Tlt-converter -i flag purpose

Hi,

I was wondering about the -i flag of tlt-converter. The help states:

-i input dimension ordering -- nchw, nhwc, nc (default nchw)

However setting nchw vs nhwc does not seem to make any difference. If the converted model (e.g TrafficCamNet) was trained on nchw, it will still expect that ordering as input, even if nhwc was set as the input flag.

I wondered if the flag is meant to be a way to automatically transpose the input image. Basically as a convenience function. Right now one has to transpose the image beforehand by hand.

As an extension to the question: Is there a way to retrofit layers to engines? I.e. adding a shuffle layer in front of the network to transpose actual nhwc input to the correct nchw order.

Best
Tobias

No, the tlt-converter will not do that.

Please refer to How to run tlt-converter
For example, when you train a trafficCamnet model by setting below in the training spec,

output_image_width: 960
output_image_height: 544
output_image_channel: 3

then please set -d 3,544,960 -i nchw in the command line of tlt-converter.

Right, that’s also what I observed.

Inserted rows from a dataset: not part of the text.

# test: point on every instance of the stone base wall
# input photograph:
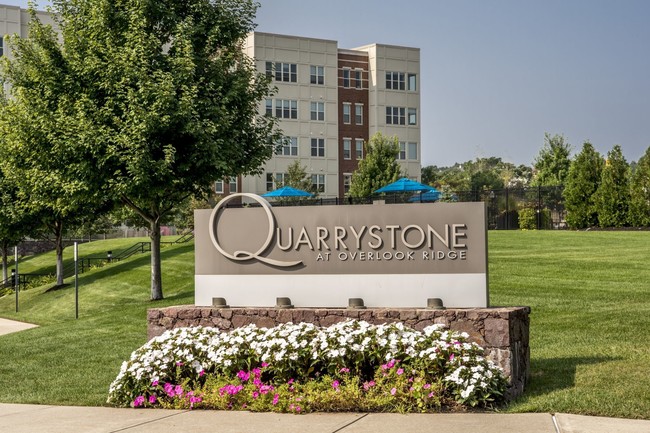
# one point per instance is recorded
(502, 332)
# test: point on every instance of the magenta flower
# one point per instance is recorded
(139, 401)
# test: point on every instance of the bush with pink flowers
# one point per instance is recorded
(349, 366)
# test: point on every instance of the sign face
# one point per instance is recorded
(396, 255)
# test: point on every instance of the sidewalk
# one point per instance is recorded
(9, 326)
(55, 419)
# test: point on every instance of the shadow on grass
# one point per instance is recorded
(554, 374)
(144, 259)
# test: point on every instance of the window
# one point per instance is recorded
(286, 108)
(413, 116)
(412, 150)
(316, 75)
(287, 72)
(346, 78)
(358, 79)
(358, 114)
(288, 147)
(317, 111)
(402, 151)
(347, 181)
(359, 148)
(274, 180)
(412, 82)
(318, 182)
(318, 147)
(395, 80)
(347, 148)
(395, 115)
(346, 112)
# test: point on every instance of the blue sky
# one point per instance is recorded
(496, 75)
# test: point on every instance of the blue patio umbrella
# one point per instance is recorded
(287, 191)
(405, 185)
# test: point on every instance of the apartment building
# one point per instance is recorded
(330, 101)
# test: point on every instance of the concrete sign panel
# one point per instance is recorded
(396, 255)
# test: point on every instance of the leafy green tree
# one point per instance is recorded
(163, 100)
(581, 185)
(613, 194)
(640, 192)
(378, 168)
(552, 163)
(38, 156)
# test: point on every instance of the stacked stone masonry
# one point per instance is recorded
(503, 332)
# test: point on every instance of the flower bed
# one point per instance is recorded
(349, 366)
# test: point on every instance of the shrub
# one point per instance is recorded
(348, 366)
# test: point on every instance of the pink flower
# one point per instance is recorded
(139, 401)
(368, 385)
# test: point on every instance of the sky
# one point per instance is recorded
(497, 75)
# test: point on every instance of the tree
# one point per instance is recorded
(164, 99)
(640, 192)
(613, 194)
(552, 164)
(378, 168)
(581, 185)
(48, 168)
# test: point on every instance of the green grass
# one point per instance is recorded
(590, 321)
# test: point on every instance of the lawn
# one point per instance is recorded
(590, 321)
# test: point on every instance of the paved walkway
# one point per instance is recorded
(55, 419)
(8, 326)
(25, 418)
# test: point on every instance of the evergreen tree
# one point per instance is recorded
(581, 185)
(552, 164)
(640, 192)
(613, 194)
(378, 168)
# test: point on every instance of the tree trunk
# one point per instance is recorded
(5, 251)
(156, 274)
(58, 232)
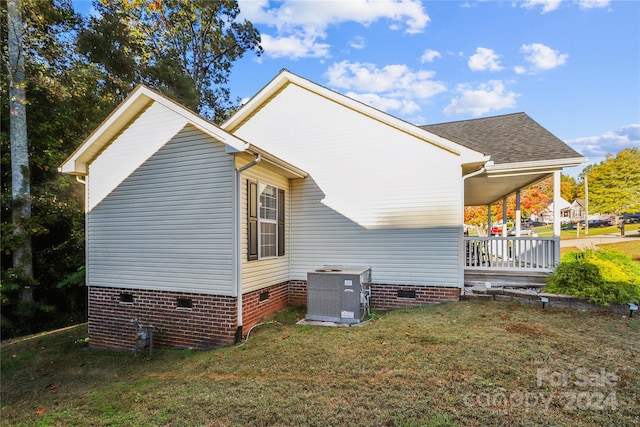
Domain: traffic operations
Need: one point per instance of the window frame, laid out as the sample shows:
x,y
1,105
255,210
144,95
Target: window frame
x,y
256,221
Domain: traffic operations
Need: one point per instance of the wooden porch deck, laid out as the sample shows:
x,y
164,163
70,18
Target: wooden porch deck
x,y
510,261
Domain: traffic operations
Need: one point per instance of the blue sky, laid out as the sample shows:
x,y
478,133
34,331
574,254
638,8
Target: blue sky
x,y
572,65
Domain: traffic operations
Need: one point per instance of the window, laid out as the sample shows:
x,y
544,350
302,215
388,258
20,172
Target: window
x,y
265,212
268,220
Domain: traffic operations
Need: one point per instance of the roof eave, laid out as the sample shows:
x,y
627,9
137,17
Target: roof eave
x,y
285,78
537,166
134,105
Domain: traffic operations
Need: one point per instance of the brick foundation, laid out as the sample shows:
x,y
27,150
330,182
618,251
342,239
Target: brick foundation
x,y
387,297
208,321
254,310
298,292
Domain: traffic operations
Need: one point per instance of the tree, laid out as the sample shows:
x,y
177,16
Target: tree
x,y
182,48
20,183
570,190
614,184
62,105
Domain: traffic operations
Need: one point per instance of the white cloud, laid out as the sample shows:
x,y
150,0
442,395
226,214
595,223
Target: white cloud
x,y
542,57
486,97
404,106
551,5
294,47
519,69
308,20
391,88
592,4
485,60
430,55
610,142
358,42
547,5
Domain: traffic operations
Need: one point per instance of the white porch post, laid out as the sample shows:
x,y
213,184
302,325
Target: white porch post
x,y
504,216
556,213
518,213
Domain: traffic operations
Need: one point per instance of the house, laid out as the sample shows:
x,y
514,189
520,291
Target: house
x,y
547,213
202,230
577,211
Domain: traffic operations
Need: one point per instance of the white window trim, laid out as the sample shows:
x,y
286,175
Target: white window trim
x,y
267,221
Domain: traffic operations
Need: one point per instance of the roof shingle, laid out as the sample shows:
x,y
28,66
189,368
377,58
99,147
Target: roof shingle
x,y
511,138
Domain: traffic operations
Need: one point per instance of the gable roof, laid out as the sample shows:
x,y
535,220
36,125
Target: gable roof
x,y
511,138
138,101
285,78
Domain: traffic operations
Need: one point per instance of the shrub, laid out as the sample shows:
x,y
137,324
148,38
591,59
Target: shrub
x,y
601,276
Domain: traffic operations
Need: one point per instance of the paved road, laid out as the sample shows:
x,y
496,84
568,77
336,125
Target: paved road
x,y
586,242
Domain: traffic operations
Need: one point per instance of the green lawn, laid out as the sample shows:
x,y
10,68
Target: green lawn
x,y
467,363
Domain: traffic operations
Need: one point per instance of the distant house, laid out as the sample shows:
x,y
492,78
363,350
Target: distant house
x,y
577,210
564,206
203,230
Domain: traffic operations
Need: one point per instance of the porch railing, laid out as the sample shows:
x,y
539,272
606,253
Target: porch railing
x,y
511,253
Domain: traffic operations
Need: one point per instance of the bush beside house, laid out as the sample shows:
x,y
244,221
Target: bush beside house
x,y
603,277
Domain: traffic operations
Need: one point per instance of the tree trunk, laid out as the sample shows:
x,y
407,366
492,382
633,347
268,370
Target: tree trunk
x,y
20,186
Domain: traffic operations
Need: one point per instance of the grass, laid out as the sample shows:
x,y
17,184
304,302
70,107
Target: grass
x,y
631,248
468,363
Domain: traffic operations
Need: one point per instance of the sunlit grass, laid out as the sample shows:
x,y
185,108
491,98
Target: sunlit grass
x,y
434,365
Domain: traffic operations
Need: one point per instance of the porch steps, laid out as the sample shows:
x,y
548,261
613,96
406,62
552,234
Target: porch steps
x,y
505,279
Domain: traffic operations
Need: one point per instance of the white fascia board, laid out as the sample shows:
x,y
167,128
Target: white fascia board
x,y
290,170
76,163
285,78
534,166
139,100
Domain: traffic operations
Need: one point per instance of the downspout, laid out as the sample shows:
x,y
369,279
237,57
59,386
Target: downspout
x,y
237,242
461,246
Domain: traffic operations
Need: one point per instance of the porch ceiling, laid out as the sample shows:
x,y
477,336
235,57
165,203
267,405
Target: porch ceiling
x,y
485,188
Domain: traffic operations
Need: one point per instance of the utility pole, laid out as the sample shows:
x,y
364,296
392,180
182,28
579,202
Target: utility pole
x,y
586,204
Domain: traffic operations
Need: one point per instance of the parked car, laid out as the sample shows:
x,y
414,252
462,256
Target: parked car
x,y
523,232
598,223
496,230
534,224
631,218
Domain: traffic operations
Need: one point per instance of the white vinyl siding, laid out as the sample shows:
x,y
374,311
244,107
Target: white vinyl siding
x,y
375,195
261,273
169,224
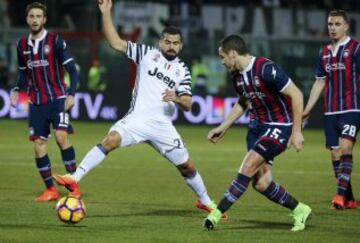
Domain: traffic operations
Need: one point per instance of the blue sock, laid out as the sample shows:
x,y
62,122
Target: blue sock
x,y
345,173
68,157
44,168
237,187
336,167
279,195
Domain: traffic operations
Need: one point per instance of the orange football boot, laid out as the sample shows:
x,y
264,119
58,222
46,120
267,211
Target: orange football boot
x,y
338,202
351,204
209,209
69,182
50,194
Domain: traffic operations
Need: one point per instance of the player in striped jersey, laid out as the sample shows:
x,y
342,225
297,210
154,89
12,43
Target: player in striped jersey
x,y
163,81
42,57
276,107
337,74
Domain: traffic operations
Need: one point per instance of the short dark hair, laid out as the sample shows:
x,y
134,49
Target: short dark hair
x,y
171,30
234,42
340,13
36,5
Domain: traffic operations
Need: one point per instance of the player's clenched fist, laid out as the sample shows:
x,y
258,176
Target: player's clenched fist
x,y
104,5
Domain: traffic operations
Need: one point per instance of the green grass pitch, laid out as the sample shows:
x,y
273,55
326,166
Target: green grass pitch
x,y
135,195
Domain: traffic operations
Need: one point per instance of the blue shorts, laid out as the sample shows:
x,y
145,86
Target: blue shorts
x,y
345,125
268,140
41,116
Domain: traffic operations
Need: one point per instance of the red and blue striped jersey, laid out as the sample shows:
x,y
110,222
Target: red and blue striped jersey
x,y
42,61
340,67
262,83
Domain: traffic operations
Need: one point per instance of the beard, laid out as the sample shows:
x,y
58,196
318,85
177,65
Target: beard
x,y
35,31
169,57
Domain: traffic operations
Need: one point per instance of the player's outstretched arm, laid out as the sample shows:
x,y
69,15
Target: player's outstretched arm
x,y
315,93
297,105
110,32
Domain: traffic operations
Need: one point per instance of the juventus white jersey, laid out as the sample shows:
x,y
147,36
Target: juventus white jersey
x,y
154,75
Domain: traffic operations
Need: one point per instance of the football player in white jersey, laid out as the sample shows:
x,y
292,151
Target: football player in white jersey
x,y
163,81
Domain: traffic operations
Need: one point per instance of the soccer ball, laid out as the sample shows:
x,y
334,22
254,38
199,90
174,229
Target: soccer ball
x,y
71,209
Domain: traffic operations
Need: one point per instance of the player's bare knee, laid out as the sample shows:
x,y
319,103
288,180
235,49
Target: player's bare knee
x,y
62,139
187,169
335,154
248,169
111,141
260,185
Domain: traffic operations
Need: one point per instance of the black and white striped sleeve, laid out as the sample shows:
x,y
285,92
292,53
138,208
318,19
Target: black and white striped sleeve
x,y
184,87
137,51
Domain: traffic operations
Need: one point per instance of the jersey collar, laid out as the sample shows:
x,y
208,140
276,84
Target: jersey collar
x,y
335,48
249,66
37,41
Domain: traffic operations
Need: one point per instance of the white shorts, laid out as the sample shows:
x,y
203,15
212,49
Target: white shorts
x,y
162,136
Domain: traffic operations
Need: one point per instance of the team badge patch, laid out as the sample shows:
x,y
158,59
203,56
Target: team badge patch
x,y
156,58
46,49
177,73
31,131
256,81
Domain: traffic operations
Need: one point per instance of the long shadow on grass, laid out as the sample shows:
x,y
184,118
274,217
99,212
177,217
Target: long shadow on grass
x,y
155,212
257,224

I was just wondering if the setting after -i is essentially a no-op. Let’s consider one command from the post you linked.

In the original version, the ordering is nchw:

$ ./tlt-converter resnet18_trafficcamnet_pruned.etlt -k tlt_encode -c trafficnet_int8.txt -o output_cov/Sigmoid,output_bbox/BiasAdd -d 3,544,960 -i nchw -e trafficnet_int8.engine -m $MAX_BATCH_SIZE -t $INFERENCE_PRECISION -b $BATCH_SIZE

If I modify the command to use nhwc, the produced engine file expects the same input ordering as before:

$ ./tlt-converter resnet18_trafficcamnet_pruned.etlt -k tlt_encode -c trafficnet_int8.txt -o output_cov/Sigmoid,output_bbox/BiasAdd -d 3,544,960 -i nhwc -e trafficnet_int8.engine -m $MAX_BATCH_SIZE -t $INFERENCE_PRECISION -b $BATCH_SIZE

So since both engines can be consumed in the same way, my conclusion was that -i has no effect. As far as I can tell there is no long form online documentation for tlt-converter, so I asked here.

More details is in DetectNet_v2 — Transfer Learning Toolkit 3.0 documentation

Thank you for the reference, that is indeed useful :) My google-fu is weak these days…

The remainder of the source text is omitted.